Tra le specie presenti segnaliamo:
Nei boschi del Monte San Giorgio è stata rilevata la presenza di una importante fauna invertebrata, tra cui spiccano i Carabidi, famiglia di Coleotteri, a cui appartiene il Carabus coriaceus. All'interno del Parco è anche possibile avvistare le tracce del cinghiale (Sus scrofa): si ciba di radici, ghiande, e altri vegetali, ma anche di insetti e piccoli animali.

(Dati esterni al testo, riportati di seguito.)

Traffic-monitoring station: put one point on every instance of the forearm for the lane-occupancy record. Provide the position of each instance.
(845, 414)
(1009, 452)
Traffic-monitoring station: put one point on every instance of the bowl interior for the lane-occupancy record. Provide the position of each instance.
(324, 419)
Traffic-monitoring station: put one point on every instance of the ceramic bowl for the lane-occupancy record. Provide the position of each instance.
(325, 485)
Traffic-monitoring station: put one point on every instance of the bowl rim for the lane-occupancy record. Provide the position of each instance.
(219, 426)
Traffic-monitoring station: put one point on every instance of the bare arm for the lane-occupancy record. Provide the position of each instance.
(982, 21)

I boschi di pino nero del Monte San Giorgio presentano attacchi di Processionaria del pino (Traumatocampa pityocampa): le larve di questo lepidottero si nutrono degli aghi delle conifere, provocandone defogliazioni e rendendole vulnerabili ad altre patologie. In inverno le processionarie realizzano un nido compatto posto all'apice o dell'asse del fusto o dei rami, in cui si riparano nei mesi più freddi. Le larve mature, da fine febbraio a inizio aprile, abbandonano definitivamente i nidi e scendono al suolo in fila indiana formando delle vere e proprie processioni, per interrarsi nei luoghi più soleggiati e caldi fino a 20 cm di profondità: qui tessono un bozzolo entro il quale avviene la metamorfosi in farfalla. Si raccomanda di non disturbare le processioni e di non toccare i bruchi poichè presentano sul dorso dei micropeli che, a contatto diretto o per dispersione nell'ambiente, possono provocare reazioni epidermiche e allergiche (soprattutto in soggetti particolarmente sensibili).

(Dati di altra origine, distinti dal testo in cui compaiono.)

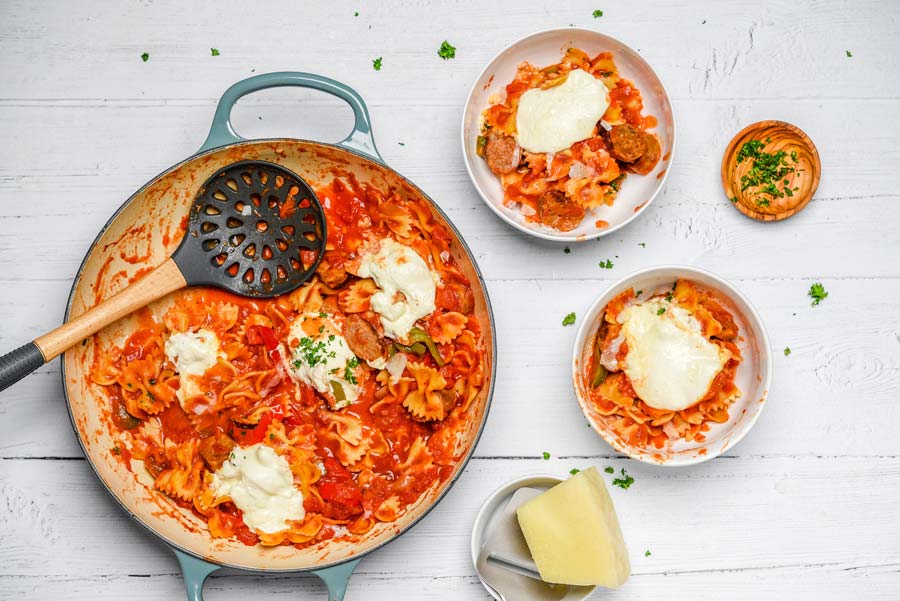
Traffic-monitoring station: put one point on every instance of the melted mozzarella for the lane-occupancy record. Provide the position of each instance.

Il rilievo del Monte San Giorgio e parte dei rilievi immediatamente ad ovest rappresentano l'estrema propaggine meridionale del Massiccio ultrabasico di Lanzo, che si protende a nord oltre la Stura di Lanzo nella zona di Balangero. Questo Massiccio è costituito da lherzoliti (peridotiti ad olivina e pirosseni) in parte trasformate dal metamorfismo alpino in serpentiniti; le peridotiti rappresentano porzioni di mantello superiore, risalite durante la tettogenesi alpina. A queste masse ultrabasiche sono associate altre rocce metamorfiche (le prasiniti) provenienti dalla trasformazione di crosta oceanica. Nel Massiccio di Lanzo, alle rocce già descritte, si associano le pietre verdi: sono rocce molto resistenti all'alterazione che danno origine a pendici ripide, affioramenti rocciosi e rilievi aspri. I suoli, già di per sè poco evoluti a causa della natura delle rocce sottostanti, sono stati ulteriormente degradati dalle attività antropiche che hanno favorito il pascolo a scapito dei boschi. Questi suoli sono molto poveri e, salvo dove è rimasto il bosco, sono stati decapitati dallo scorrimento delle acque meteoriche che li hanno privati dell'orizzonte umifero; questo, comunque, se è ancora presente, poggia direttamente su antichi orizzonti profondi di tipo B, ricchi di limo e argilla, piuttosto compatti e pesanti, di un caratteristico colore rossastro dovuto agli ossidi di ferro e pH sub-acido.